I didn’t realize that around age 11, when my mom helped me rummage through thrift store racks for my prized burlap sack-shaped, black, turtlenecked floor-length dress, but I realize it now.
That costume was wrapped up quickly with a little book of poems in one hand, a barren locket on my neck and a tightly parted ponytail. Voila.
I didn’t realize it wasn’t sexy because I didn’t care; I loved Emily Dickinson at the time. I’m not sure “sexy” was even in my vocabulary then; I specifically remember going to school in my costume and glancing sort of longingly at a classmate clad in a Princess Jasmine bikini-esque robin egg blue top — her young, doughy adolescent midriff on display for the world to see. Something in those store-bought costumes was different, but I wasn’t sure what exactly it was.
During my trick-or-treating years, my obsession with neatness and uniformity led me to envy the girls with store-bought costumes; how perfect their clothes seemed to fit and match. Musty thrift-store items and mom’s oversized hand-me-downs just weren’t as exciting as anything glittery and polyester.
And still, I’ve never bought a prepackaged costume; not because I’m vehemently opposed to the idea of Halloween as a commercial holiday or because I’m DIY-obsessed. It’s because there is no room for even the slightly body-conscious in those packages.
Eleven-year-old Hannah would have never exposed her midriff for fear of how her stomach looked, and 22-year-old Hannah isn’t any different — she feels funny about exposing her legs in miniskirts and bikini bottoms and tiny tutus.
So she’ll keep on making her own.
I recently stumbled upon “F@$* No Sexist Halloween Costumes,” a new Tumblr cataloging comparisons of different versions of the same costume by gender. Nothing is a surprise; a shapeless, kitschy version of a male’s Scooby Doo costume is shrunk down to little more than a tiny, cut brown leotard and a blue collar for women; a realistic-looking SWAT uniform complete with a padded vest switches over to a dominatrix-esque black tie-up bikini with four-inch platform heels and some kind of whip that looks like it came from the nearest Hustler store.

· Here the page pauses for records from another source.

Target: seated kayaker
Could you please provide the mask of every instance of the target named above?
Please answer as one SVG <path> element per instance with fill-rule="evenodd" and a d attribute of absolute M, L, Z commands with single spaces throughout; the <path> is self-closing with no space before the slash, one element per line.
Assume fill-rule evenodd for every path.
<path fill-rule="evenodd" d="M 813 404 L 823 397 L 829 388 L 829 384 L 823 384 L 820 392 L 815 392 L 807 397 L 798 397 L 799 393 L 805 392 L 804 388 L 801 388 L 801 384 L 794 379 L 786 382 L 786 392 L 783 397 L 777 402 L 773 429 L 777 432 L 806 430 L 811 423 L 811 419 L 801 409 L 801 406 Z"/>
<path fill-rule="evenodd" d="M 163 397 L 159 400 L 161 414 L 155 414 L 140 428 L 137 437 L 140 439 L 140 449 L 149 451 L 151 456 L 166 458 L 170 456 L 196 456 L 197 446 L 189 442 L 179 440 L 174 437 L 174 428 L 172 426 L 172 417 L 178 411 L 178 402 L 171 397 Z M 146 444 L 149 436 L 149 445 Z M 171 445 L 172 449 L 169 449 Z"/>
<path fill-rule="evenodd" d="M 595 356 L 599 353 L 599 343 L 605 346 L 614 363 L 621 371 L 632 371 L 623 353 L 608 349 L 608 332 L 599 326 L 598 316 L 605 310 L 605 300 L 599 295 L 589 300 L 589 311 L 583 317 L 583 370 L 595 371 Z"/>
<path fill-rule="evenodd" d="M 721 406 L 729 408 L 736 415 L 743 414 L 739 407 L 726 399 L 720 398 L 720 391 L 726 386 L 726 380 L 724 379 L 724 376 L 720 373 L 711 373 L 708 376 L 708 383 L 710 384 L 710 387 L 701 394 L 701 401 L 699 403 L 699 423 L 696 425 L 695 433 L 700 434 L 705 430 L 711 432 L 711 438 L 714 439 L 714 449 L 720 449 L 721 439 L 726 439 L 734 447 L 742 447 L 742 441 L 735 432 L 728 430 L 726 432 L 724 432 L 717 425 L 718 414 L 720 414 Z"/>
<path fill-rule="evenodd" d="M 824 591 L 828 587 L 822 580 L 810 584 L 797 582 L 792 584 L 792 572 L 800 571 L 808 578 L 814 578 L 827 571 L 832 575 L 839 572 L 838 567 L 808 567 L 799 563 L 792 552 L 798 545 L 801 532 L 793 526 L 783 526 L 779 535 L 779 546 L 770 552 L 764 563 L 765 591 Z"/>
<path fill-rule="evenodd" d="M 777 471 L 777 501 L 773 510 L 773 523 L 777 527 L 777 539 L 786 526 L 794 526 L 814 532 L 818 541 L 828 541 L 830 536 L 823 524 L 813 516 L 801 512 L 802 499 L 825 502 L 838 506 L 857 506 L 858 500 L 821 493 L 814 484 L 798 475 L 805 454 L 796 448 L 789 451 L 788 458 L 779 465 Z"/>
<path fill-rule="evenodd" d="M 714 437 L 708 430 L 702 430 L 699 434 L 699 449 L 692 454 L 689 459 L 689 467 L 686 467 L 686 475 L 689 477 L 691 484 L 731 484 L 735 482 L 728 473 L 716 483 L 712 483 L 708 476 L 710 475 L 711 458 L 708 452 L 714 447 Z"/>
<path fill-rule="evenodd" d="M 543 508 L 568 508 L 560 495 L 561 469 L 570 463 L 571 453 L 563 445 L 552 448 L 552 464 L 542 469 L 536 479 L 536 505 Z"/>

Not the sorts of things I want to be wearing on a cold October night. Or any other night.
Gender inequity in clothing — let alone Halloween costumes — is nothing new. Breath-sucking, skin-tight, organ-suppressing corsets were made to normalize an excruciatingly “feminine” appearance for male gaze during Victorian times; in the same era, women could only wear moo-moo like “bathing dresses” with thick black stockings when swimming to cover up any exposure of skin.
A woman must be tempting, society tells us, but not too tempting. The balance is a fine one; crossing that “threshold” — whatever it is — has led to slut-shaming and women-bashing rape apologia in a way that renders trying to understand that balance completely futile.
We, as humans, all like feeling appealing to the opposite sex sometimes. That’s often why we buy expensive perfume (and cologne), lacy lingerie and work out our glamour muscles.
And I think that’s OK. Whether we like it or not, we’re part of a superficial, appearance-obsessed culture. Our semblance is often a big part of the way we purposely portay ourselves to strangers. What’s not OK is that this tradition of females dressing provocatively on Halloween has become a part of commercial culture that’s nearly impossible to escape — it defines Halloween. Don’t we, as women, feel enough pressure to be sexy everywhere else we look?
The other day, I asked my 4-year-old cousin, Lucy, what she was going to be for Halloween. “A cupcake!” she told me, with a big, toothy smile on her face. “Because I love cupcakes.”
I’m not sure what a cupcake costume looks like, but I imagine it will be decidedly bulky and unflattering and adorable, as a cupcake should be.
I can’t stand the thought of her walking the streets in her cupcake costume and seeing women just like her big cousin, who she looks up to, wearing almost nothing and feeling excluded because that’s not what she’s chosen to do.
I wonder what Lucy will say when I ask her the same question in 10 or 11 years. I’m hoping it’s another cupcake.